Variation: As core strength improves, partner throwing the ball should get good speed on the ball.
Standing Elastic Rotations
This is an excellent exercise for any racquet sport, golf, or baseball and softball.
- Place an elastic tubing at waist height in a door with the fit loop.
- Stand facing sideways to the door.
- Grab both handles together in both hands with arms straight in front of your body.
- Stand with a wide stance, and move far enough away from the door so that there is tension on the elastic.
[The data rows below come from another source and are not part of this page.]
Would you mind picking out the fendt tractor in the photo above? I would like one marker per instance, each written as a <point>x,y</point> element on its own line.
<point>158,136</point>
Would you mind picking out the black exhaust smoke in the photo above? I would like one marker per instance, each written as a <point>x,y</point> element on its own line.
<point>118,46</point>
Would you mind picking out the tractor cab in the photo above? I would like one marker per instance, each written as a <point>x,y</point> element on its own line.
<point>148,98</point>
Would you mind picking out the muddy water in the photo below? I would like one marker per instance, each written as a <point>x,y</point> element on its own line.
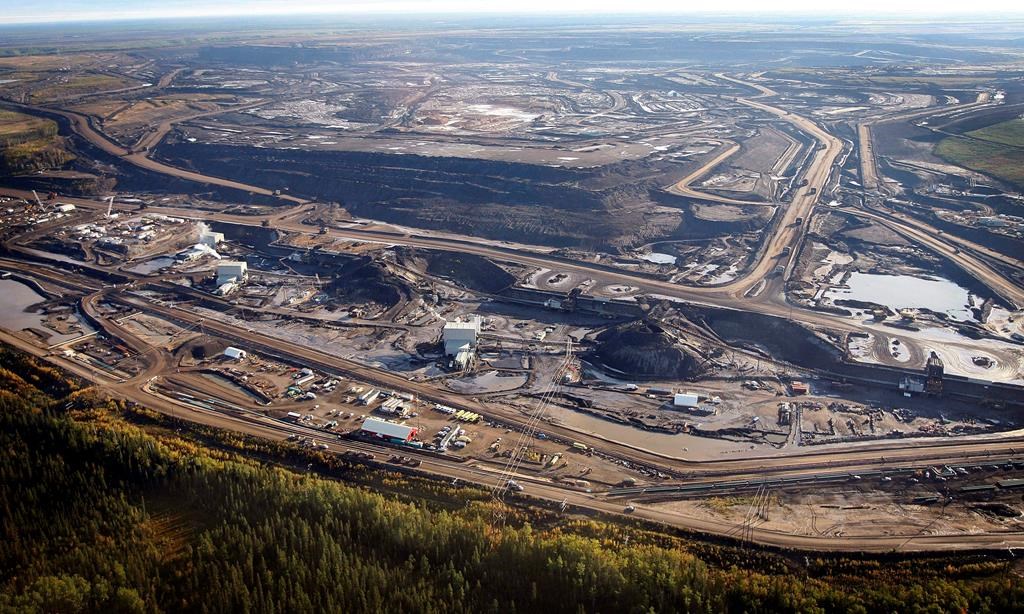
<point>681,446</point>
<point>901,292</point>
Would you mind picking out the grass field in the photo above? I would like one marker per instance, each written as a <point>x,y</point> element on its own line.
<point>995,149</point>
<point>18,128</point>
<point>84,84</point>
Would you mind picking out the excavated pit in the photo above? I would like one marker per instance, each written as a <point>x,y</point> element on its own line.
<point>643,351</point>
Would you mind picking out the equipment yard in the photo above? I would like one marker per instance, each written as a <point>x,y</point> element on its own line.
<point>776,298</point>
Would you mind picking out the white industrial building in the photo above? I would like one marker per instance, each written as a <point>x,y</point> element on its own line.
<point>231,270</point>
<point>388,430</point>
<point>686,399</point>
<point>210,238</point>
<point>196,252</point>
<point>460,340</point>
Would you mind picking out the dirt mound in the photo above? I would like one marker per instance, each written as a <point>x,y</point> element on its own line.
<point>782,339</point>
<point>363,279</point>
<point>644,350</point>
<point>202,348</point>
<point>474,272</point>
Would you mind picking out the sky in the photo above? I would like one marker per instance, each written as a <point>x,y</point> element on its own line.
<point>18,11</point>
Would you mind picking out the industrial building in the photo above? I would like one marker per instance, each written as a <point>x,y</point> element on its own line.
<point>685,399</point>
<point>387,431</point>
<point>460,341</point>
<point>935,370</point>
<point>210,238</point>
<point>231,270</point>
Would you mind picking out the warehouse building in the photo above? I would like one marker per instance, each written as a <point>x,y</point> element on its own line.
<point>210,238</point>
<point>231,270</point>
<point>235,353</point>
<point>387,431</point>
<point>460,341</point>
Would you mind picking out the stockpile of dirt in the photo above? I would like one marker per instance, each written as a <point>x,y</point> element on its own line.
<point>201,348</point>
<point>643,350</point>
<point>363,279</point>
<point>469,270</point>
<point>779,338</point>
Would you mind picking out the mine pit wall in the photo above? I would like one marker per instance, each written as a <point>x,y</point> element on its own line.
<point>537,298</point>
<point>1000,243</point>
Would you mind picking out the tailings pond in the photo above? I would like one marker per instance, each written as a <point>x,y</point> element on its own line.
<point>15,298</point>
<point>905,292</point>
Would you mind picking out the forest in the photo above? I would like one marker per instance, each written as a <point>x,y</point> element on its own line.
<point>109,507</point>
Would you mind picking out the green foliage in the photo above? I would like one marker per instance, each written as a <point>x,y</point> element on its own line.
<point>996,149</point>
<point>104,509</point>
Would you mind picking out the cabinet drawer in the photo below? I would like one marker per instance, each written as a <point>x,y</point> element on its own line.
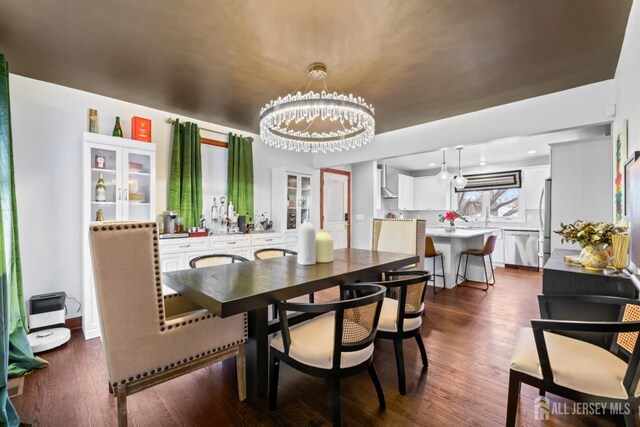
<point>184,245</point>
<point>273,240</point>
<point>235,241</point>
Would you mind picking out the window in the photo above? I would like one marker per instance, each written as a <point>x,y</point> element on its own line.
<point>501,204</point>
<point>504,203</point>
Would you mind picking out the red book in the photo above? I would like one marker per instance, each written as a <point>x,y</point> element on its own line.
<point>140,129</point>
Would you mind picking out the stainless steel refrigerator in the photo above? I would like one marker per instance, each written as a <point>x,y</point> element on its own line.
<point>545,220</point>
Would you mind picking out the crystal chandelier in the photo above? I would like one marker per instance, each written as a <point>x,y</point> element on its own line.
<point>444,177</point>
<point>317,122</point>
<point>460,182</point>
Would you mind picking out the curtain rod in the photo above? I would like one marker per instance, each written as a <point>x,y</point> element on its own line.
<point>170,120</point>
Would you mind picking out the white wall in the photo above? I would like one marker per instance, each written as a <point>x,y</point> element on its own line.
<point>363,186</point>
<point>581,186</point>
<point>47,123</point>
<point>627,81</point>
<point>581,106</point>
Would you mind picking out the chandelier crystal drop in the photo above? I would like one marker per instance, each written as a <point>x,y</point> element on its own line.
<point>444,177</point>
<point>460,182</point>
<point>317,122</point>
- Pull the elastic across your body, as if you were swinging a baseball bat, using your obliques (waistline muscles), and turn torso so that chest now faces away from the door.
- The foot closest to the door should pivot so that hips can turn with the spine.
- Do both right and left sides.
- Sit on the floor with knees bent in front of you and feet flat on floor.
- Lean back onto arms which are behind your back, fingers pointed towards spine.
- Lift chest up and press shoulders back and down (try not to slouch) while keeping low spine straight.
- Lift legs off floor and straighten knee in a “pike” position.
- Keep your chest up as you hold this position for 10 seconds or more.
Variation: As you become stronger, you can move your arms to reach out towards toes so that you are balancing on your “tailbone” in a pike position. Once you can balance in that position, challenge your core by slowly moving your arms and legs in opposite directions to work your lateral abdominals.